Sprache an sich ist etwas Ästhetisches, dem die Vernunft – in einem Akt der Entfremdung – entspringt. Ästhetisch heißt, dass Gegenstände, indem sie zusammenkommen, eine Bedeutung erlangen, die dem einzelnen abgeht. Dabei kommentieren sie sich nicht, sondern wirken zusammen.

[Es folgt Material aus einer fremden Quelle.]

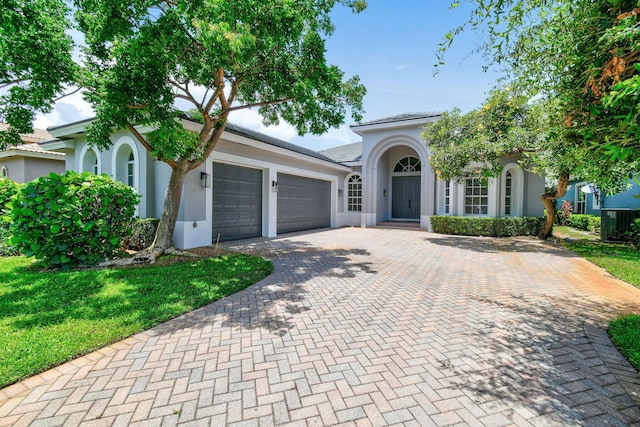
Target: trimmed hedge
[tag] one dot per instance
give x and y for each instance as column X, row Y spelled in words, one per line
column 72, row 219
column 490, row 227
column 143, row 233
column 589, row 223
column 8, row 191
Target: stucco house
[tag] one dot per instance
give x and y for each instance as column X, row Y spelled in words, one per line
column 28, row 161
column 585, row 198
column 255, row 185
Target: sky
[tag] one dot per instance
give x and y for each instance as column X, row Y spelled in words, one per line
column 392, row 46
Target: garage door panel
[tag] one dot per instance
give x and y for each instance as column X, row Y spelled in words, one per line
column 303, row 203
column 237, row 202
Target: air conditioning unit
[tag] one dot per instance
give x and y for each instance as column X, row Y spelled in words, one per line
column 615, row 222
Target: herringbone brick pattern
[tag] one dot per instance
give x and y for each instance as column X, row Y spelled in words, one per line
column 367, row 327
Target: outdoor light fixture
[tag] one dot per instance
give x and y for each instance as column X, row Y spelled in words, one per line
column 590, row 189
column 204, row 180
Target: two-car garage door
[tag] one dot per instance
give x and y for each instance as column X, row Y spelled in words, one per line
column 303, row 203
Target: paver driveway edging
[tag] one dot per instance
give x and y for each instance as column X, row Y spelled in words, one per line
column 367, row 327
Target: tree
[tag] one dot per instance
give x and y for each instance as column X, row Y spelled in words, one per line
column 579, row 60
column 37, row 63
column 146, row 59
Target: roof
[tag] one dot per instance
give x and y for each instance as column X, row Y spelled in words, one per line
column 35, row 136
column 239, row 130
column 345, row 153
column 30, row 148
column 400, row 118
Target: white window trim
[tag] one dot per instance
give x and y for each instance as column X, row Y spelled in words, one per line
column 517, row 189
column 83, row 154
column 129, row 143
column 576, row 197
column 464, row 196
column 346, row 187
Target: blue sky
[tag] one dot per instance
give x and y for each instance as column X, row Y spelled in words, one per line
column 392, row 47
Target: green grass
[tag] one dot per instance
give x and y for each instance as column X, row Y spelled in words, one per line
column 49, row 317
column 625, row 334
column 623, row 262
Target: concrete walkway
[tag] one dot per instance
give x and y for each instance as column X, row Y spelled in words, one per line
column 367, row 327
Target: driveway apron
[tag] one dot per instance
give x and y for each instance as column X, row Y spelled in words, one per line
column 367, row 327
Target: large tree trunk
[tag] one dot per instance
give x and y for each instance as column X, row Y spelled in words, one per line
column 163, row 241
column 549, row 202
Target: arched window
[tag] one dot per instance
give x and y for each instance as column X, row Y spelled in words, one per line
column 508, row 189
column 90, row 162
column 354, row 193
column 408, row 164
column 512, row 190
column 476, row 197
column 126, row 163
column 131, row 163
column 447, row 197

Bedeutung wird wie eine Melodie nicht nachvollzogen, sondern kommt zustande durch Reihung. Wenn eine Person hinfällt und schreit „Au“, liegt darin keine Erkenntnis, kein Urteil, sondern eine Äußerung. Das wäre schon weniger klar, wenn sie statt dessen sagte: „Ich habe Schmerzen.“ Was ist die Bedeutung von Schmerz – wenn die Bedeutung z. B. von „Tasse“ der Gegenstand neben meiner Kaffeemaschine ist? Auf welchen vergleichbaren Gegenstand beziehen sich oder zeigen „Schmerzen“? Welchen Sachverhalt beschreibt der Satz „Ich habe Schmerzen“? – Er beschreibt gar nichts, sondern besagt dasselbe wie „Au“. Es geht also ursprünglich nicht darum, wie Sprache Gegenstände zu fassen kriegt, die ihr Inhalt geben, sondern um den Kreislauf zwischen Erfahrung und Benehmen auf der einen Seite sowie Sprache überhaupt („Aua!“) auf der anderen, die miteinander musizieren.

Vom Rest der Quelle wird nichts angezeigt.